Curtains rose and fell. Closets opened and closed. Chairless and mirrorless rooms let women in and out. The merry-go-round ran through the day and late into the evening. In an astonishing span of six years, the trio completed a screening that would ordinarily have taken two decades to complete.
If a tumor was detected by mammography, the woman was treated according to the conventional intervention available at the time--surgery, typically a radical mastectomy, to remove the mass (or surgery followed by radiation). Once the cycle of screening and intervention had been completed, Strax, Venet, and Shapiro could watch the experiment unfold over time by measuring breast cancer mortality in the screened versus unscreened groups.
In 1971, eight years after the study had been launched, Strax, Venet, and Shapiro revealed the initial findings of the HIP trial. At first glance, it seemed like a resounding vindication of screening. Sixty-two thousand women had been enrolled in the trial; about half had been screened by mammography. There had been thirty-one deaths in the mammography-screened group and fifty-two deaths in the control group. The absolute number of lives saved was admittedly modest, but the fractional reduction in mortality from screening--almost 40 percent--was remarkable. Strax was ecstatic: "The radiologist," he wrote, "has become a potential savior of women--and their breasts."
The positive results of the HIP trial had an explosive effect on mammography. "Within 5 years, mammography has moved from the realm of a discarded procedure to the threshold of widespread application," a radiologist wrote. At the National Cancer Institute, enthusiasm for screening rose swiftly to a crescendo.
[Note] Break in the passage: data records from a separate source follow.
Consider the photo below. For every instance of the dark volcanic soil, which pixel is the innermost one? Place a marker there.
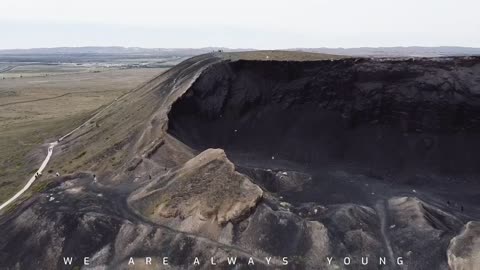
(349, 157)
(358, 127)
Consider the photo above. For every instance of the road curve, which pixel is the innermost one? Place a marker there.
(49, 155)
(33, 178)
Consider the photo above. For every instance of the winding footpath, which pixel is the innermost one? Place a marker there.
(47, 158)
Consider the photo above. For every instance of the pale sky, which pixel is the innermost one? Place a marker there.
(261, 24)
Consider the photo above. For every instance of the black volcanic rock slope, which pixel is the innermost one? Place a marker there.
(372, 158)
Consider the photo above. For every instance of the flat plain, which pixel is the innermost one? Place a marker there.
(41, 101)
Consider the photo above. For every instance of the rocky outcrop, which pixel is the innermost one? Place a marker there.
(206, 188)
(464, 249)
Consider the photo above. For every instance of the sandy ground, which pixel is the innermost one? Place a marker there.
(36, 109)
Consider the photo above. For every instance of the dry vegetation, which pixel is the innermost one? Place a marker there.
(36, 110)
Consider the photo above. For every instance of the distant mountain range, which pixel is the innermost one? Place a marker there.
(117, 50)
(362, 51)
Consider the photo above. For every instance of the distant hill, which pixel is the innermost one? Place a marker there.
(117, 50)
(183, 52)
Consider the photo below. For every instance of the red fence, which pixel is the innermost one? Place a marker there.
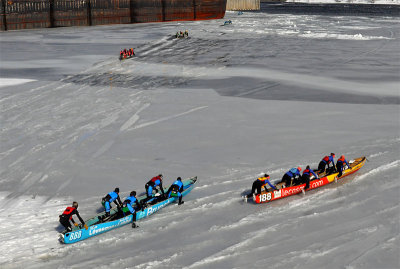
(25, 14)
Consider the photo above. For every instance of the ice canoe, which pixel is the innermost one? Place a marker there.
(96, 227)
(266, 197)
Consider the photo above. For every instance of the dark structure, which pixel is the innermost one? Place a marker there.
(26, 14)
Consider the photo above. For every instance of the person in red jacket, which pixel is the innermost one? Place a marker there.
(66, 217)
(325, 162)
(339, 165)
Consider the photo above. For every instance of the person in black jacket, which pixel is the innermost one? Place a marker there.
(66, 217)
(176, 190)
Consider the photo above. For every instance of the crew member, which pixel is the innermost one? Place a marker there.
(176, 189)
(306, 176)
(128, 204)
(260, 182)
(339, 165)
(291, 175)
(109, 198)
(325, 162)
(66, 217)
(152, 184)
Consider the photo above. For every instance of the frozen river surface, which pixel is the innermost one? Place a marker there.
(265, 94)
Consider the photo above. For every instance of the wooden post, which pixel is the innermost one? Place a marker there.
(194, 10)
(131, 10)
(51, 14)
(89, 13)
(3, 12)
(163, 9)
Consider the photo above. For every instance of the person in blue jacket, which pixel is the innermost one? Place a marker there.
(109, 198)
(260, 182)
(306, 176)
(129, 206)
(290, 176)
(176, 189)
(325, 162)
(340, 164)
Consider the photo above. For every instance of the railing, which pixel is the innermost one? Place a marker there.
(25, 14)
(243, 5)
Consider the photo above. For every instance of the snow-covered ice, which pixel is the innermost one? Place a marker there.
(265, 94)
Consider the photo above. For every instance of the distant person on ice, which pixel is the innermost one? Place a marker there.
(325, 162)
(152, 185)
(339, 165)
(290, 176)
(109, 198)
(260, 182)
(66, 217)
(176, 190)
(129, 206)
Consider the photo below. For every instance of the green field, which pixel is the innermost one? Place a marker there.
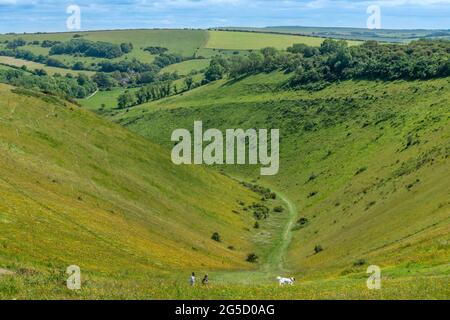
(108, 98)
(344, 165)
(34, 65)
(184, 42)
(363, 180)
(383, 35)
(186, 67)
(255, 41)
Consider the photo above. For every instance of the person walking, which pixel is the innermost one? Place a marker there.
(205, 280)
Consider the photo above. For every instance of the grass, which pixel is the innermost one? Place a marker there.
(254, 41)
(115, 204)
(365, 162)
(186, 67)
(393, 213)
(185, 42)
(107, 98)
(34, 65)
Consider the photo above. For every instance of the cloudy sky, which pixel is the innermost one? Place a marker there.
(50, 15)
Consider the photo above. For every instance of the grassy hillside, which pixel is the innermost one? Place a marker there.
(9, 61)
(366, 163)
(185, 67)
(76, 189)
(184, 42)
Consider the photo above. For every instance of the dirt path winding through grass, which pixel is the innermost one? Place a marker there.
(276, 258)
(274, 264)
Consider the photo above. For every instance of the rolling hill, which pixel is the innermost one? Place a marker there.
(76, 189)
(365, 162)
(363, 178)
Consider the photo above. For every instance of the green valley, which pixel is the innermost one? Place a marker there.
(86, 176)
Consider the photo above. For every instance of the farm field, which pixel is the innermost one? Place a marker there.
(348, 175)
(384, 35)
(34, 65)
(254, 41)
(186, 67)
(87, 178)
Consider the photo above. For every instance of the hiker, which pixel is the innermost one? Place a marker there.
(205, 280)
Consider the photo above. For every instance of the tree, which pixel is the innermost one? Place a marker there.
(189, 82)
(216, 237)
(125, 100)
(104, 80)
(126, 47)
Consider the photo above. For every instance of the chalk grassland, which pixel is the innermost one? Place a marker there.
(106, 98)
(254, 41)
(186, 67)
(185, 42)
(366, 163)
(34, 65)
(76, 189)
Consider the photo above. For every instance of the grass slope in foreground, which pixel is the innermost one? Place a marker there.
(76, 189)
(365, 162)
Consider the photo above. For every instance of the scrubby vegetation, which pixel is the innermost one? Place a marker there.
(90, 48)
(68, 87)
(335, 60)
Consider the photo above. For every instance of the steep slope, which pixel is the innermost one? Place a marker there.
(76, 189)
(366, 163)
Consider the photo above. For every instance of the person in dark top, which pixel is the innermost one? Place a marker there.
(205, 280)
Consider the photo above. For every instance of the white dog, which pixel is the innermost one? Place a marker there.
(286, 281)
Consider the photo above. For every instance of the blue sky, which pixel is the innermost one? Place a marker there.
(50, 15)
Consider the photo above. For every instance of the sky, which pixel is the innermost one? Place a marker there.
(51, 15)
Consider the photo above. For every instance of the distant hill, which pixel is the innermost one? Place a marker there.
(76, 189)
(366, 163)
(383, 35)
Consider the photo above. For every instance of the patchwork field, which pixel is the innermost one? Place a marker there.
(363, 175)
(346, 164)
(9, 61)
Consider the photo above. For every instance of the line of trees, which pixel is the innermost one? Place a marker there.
(145, 94)
(89, 48)
(69, 86)
(335, 60)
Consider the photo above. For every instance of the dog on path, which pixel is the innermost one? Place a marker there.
(286, 281)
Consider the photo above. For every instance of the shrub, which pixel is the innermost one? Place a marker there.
(278, 209)
(318, 248)
(252, 258)
(360, 170)
(359, 263)
(216, 237)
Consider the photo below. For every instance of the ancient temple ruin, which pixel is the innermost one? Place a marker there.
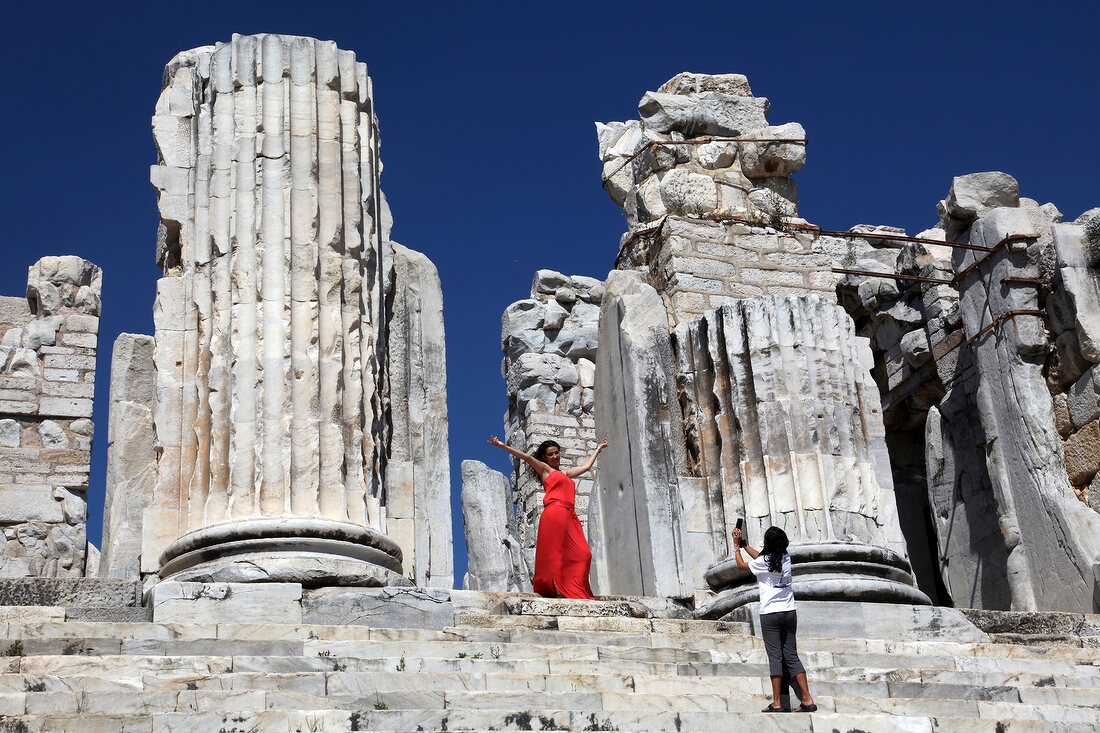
(920, 413)
(864, 390)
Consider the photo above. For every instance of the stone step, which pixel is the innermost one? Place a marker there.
(355, 691)
(526, 720)
(418, 656)
(69, 592)
(48, 622)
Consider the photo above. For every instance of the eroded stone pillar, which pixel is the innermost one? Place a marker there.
(274, 376)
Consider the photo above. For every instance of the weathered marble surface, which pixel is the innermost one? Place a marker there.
(299, 352)
(131, 458)
(636, 524)
(494, 548)
(1053, 539)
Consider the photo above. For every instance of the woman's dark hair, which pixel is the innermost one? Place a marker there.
(540, 452)
(774, 548)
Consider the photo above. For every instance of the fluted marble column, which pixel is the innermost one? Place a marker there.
(790, 434)
(761, 411)
(272, 320)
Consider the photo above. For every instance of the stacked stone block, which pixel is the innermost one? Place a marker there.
(549, 343)
(47, 381)
(300, 412)
(1074, 362)
(705, 186)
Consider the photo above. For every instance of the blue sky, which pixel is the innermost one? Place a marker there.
(488, 144)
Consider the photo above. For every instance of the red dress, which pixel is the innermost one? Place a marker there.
(562, 557)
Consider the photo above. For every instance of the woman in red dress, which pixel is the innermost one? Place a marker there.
(562, 557)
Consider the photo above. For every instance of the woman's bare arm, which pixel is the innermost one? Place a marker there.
(579, 470)
(739, 542)
(538, 466)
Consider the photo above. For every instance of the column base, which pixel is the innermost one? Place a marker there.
(826, 571)
(311, 551)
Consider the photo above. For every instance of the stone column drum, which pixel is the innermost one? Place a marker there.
(272, 323)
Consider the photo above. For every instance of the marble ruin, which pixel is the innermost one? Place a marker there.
(47, 380)
(922, 414)
(919, 413)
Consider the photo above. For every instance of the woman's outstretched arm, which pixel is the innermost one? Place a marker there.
(538, 466)
(739, 542)
(578, 470)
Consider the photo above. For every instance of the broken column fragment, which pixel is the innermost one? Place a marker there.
(300, 425)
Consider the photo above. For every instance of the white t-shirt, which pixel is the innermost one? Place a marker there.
(776, 591)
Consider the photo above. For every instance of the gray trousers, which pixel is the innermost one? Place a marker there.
(778, 631)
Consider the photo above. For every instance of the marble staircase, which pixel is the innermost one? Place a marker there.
(513, 662)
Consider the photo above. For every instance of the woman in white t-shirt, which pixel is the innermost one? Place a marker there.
(778, 619)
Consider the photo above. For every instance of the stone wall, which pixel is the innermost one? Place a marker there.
(47, 381)
(549, 343)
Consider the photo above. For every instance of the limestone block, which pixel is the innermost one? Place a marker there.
(606, 134)
(915, 348)
(53, 436)
(176, 602)
(494, 548)
(1062, 418)
(380, 608)
(773, 159)
(42, 331)
(1067, 363)
(23, 362)
(589, 290)
(617, 174)
(704, 113)
(56, 282)
(684, 192)
(686, 83)
(586, 372)
(418, 386)
(530, 369)
(976, 194)
(548, 282)
(1082, 397)
(68, 592)
(131, 473)
(519, 342)
(22, 503)
(1073, 247)
(527, 315)
(579, 343)
(649, 203)
(1082, 453)
(556, 315)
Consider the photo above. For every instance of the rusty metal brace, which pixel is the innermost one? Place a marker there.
(1002, 317)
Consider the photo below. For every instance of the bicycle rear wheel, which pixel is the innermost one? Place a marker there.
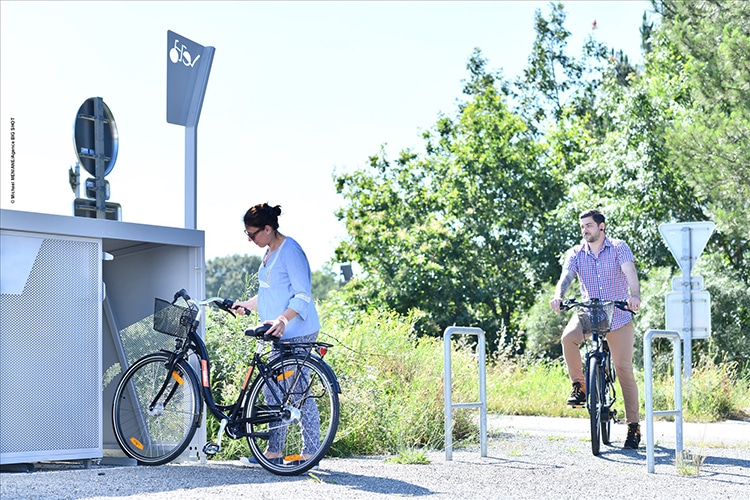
(154, 430)
(293, 413)
(595, 385)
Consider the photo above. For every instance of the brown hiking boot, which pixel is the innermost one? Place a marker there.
(634, 436)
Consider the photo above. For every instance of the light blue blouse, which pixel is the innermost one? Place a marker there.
(286, 282)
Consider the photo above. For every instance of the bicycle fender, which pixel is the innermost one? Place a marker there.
(329, 372)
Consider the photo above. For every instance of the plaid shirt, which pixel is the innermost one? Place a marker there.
(602, 277)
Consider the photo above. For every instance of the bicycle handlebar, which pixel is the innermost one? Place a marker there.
(593, 303)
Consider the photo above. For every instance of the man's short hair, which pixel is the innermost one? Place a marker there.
(595, 214)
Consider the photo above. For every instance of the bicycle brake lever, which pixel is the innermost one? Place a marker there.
(258, 331)
(182, 293)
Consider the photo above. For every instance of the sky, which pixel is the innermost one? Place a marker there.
(298, 91)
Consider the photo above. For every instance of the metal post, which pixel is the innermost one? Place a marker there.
(100, 183)
(191, 177)
(448, 393)
(649, 382)
(687, 302)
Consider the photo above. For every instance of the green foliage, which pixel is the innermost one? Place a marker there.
(391, 382)
(230, 353)
(324, 282)
(450, 231)
(234, 277)
(542, 327)
(710, 138)
(715, 391)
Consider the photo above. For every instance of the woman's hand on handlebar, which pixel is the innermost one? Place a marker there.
(245, 307)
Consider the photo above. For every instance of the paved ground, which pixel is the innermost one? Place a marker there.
(528, 457)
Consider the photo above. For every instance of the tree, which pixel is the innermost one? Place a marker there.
(233, 277)
(710, 139)
(452, 231)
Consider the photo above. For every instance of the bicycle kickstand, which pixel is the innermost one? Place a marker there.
(213, 448)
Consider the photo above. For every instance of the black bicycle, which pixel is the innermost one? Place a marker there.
(595, 316)
(293, 398)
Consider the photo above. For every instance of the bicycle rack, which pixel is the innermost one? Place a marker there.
(676, 338)
(449, 405)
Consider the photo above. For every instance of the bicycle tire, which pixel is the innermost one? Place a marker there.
(156, 436)
(607, 402)
(595, 403)
(312, 392)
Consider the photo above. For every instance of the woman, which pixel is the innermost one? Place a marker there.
(285, 302)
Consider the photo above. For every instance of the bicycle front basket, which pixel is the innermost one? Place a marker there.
(172, 319)
(596, 319)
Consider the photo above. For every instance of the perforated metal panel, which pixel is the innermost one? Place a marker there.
(50, 352)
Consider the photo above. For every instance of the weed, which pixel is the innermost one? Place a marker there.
(689, 464)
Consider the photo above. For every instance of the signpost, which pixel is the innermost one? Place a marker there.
(188, 68)
(686, 241)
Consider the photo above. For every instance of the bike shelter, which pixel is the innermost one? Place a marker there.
(76, 302)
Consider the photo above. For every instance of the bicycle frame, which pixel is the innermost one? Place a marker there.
(195, 345)
(598, 368)
(287, 406)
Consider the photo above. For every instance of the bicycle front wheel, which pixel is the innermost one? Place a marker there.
(595, 386)
(293, 415)
(155, 411)
(607, 411)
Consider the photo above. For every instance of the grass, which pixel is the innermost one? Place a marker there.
(689, 464)
(392, 384)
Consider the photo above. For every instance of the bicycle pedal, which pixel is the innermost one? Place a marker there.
(211, 449)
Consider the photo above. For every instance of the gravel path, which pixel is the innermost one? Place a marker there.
(527, 458)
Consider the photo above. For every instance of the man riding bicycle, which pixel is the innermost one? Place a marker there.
(605, 268)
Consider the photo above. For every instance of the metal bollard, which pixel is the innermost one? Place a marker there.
(482, 404)
(676, 338)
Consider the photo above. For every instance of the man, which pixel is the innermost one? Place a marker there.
(606, 270)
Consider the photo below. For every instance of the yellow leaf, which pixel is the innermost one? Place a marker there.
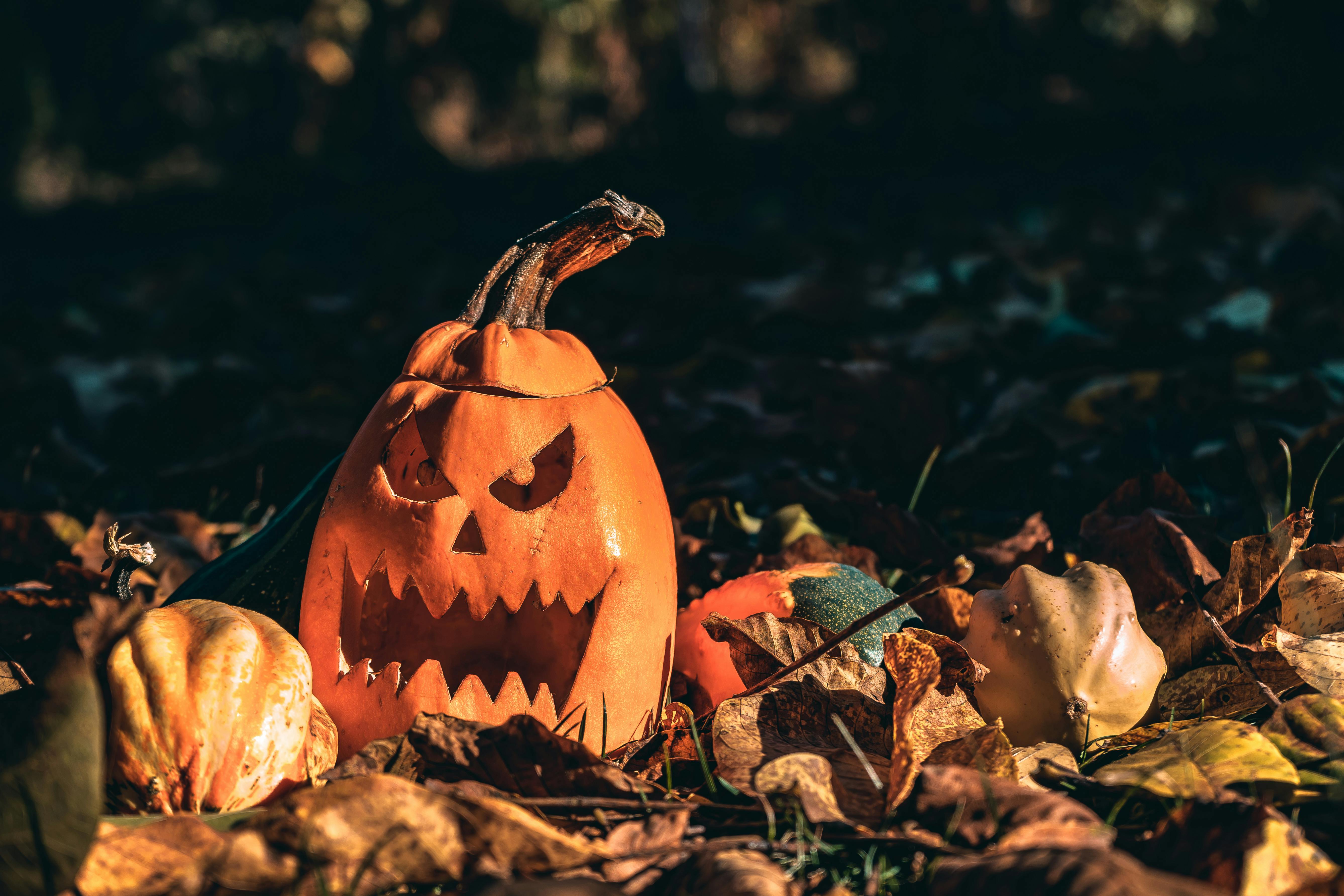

Arthur Holleb, the American Cancer Society's chief medical officer, was quick to note the parallel to the Pap smear. "The time has come," Holleb announced in 1971, "for the . . . Society to mount a massive program on mammography just as we did with the Pap test. . . . No longer can we ask the people of this country to tolerate a loss of life from breast cancer each year equal to the loss of life in the past ten years in Viet Nam. The time has come for greater national effort. I firmly believe that time is now."